If a single GPU has multiple core then each core handles a portion of workload.
Hello Muhammad and DP,
thank you very much for your answers. Maybe there is a misunderstanding.
I did not experience different responses when using the same model in the lessons, I experienced differences when for example I run the same prompt in the course environment (using gpt-40-mini) and in my local environment (using gpt-35).
I can imagine that even when using the same model answers might vary depending on how the model works internally and maybe also how the model evolves over time.
But I can imagine (and saw while doing the lessons) that differences are a fact when using different models. For example for some prompt the gpt-40-mini model started to hallucinate while the gpt-35 model did not (and therefore there would not have been a reason to take some measures against it when creating that prompt).

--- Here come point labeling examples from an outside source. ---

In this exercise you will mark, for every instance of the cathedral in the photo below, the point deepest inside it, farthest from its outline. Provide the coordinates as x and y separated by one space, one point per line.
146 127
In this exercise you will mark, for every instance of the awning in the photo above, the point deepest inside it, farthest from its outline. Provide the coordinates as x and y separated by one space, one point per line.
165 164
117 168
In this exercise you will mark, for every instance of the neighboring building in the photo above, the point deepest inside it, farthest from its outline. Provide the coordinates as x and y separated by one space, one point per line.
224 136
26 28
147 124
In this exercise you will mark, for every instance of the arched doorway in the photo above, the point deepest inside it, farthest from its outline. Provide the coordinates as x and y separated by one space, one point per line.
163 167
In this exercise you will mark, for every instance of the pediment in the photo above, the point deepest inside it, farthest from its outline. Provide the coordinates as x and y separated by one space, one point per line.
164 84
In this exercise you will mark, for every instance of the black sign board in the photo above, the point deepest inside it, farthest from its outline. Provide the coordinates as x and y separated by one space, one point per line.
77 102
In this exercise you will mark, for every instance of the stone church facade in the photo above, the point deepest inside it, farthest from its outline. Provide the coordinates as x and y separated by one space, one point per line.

I also understand that models get better and maybe their answers are more accurate (for example in summaries) or that they understand less strict worked out prompts.
But as long as a new model has not been carefully tested using the current prompts it might be necessary to still run them on the old model before you upgrade the model in your business. So new prompts will be run with the new model and current prompts with the previous one for some time.

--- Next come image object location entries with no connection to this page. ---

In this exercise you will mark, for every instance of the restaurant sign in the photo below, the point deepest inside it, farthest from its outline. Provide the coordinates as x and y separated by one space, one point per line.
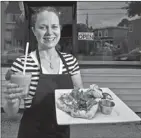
85 36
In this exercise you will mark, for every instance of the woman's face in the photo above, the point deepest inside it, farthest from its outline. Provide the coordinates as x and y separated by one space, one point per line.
47 30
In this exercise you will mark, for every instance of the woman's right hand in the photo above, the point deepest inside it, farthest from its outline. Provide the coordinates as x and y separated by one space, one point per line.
13 93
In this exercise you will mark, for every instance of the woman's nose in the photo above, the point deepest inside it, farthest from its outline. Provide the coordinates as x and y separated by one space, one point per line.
49 30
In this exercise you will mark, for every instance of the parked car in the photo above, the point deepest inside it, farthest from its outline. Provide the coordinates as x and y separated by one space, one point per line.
10 55
133 55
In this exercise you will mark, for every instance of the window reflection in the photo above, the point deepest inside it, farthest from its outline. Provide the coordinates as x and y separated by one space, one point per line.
116 37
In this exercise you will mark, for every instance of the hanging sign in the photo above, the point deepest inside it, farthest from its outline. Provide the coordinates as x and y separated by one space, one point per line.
85 36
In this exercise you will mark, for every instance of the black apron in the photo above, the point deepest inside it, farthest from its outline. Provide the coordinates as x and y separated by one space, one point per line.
39 121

That is why I had the idea to bind a prompt to the model it has been designed for.
So I am curious how this is addressed in real world business applications.

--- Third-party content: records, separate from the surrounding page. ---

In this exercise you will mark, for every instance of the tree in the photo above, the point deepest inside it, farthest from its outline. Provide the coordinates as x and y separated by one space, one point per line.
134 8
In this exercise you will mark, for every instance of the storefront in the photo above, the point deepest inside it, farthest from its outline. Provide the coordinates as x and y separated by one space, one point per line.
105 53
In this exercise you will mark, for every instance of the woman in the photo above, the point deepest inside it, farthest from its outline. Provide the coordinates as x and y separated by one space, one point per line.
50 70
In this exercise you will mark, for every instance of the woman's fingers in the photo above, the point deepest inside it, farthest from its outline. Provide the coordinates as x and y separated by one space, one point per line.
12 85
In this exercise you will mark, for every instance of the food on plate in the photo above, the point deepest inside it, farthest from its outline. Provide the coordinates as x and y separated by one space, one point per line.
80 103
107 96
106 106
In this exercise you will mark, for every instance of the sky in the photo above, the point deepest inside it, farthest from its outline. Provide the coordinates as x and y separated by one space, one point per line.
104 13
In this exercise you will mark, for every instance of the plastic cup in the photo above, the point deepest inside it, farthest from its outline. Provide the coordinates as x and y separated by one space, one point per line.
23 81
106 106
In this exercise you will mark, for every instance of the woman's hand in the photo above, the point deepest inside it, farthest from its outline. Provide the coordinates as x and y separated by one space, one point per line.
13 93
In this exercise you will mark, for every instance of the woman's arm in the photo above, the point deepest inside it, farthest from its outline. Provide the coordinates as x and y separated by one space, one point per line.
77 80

the reason behind different response with different gpt version is based on the seed parameter which are essentially random numbers or vectors that are used to initialize various processes, ensuring that the results are not deterministic and exhibit desirable properties
check below two links which explains this
https://platform.openai.com/docs/advanced-usage#reproducible-outputs
Hi @Jochen_Keilitz,
I believe Deepti pretty much covered the “why” this happens.
For me personally, and again, as I mentioned, I don’t have experience with LLMs in production, I imagine it is done as you have guessed, “bind a prompt to a model”.
One of the phrases that I liked which was used in one of our courses was, “Taking a truck for a quick grocery run is bit of an overkill”. Which basically means, if things can be done in a simple way, don’t complicate them with using larger LLMs.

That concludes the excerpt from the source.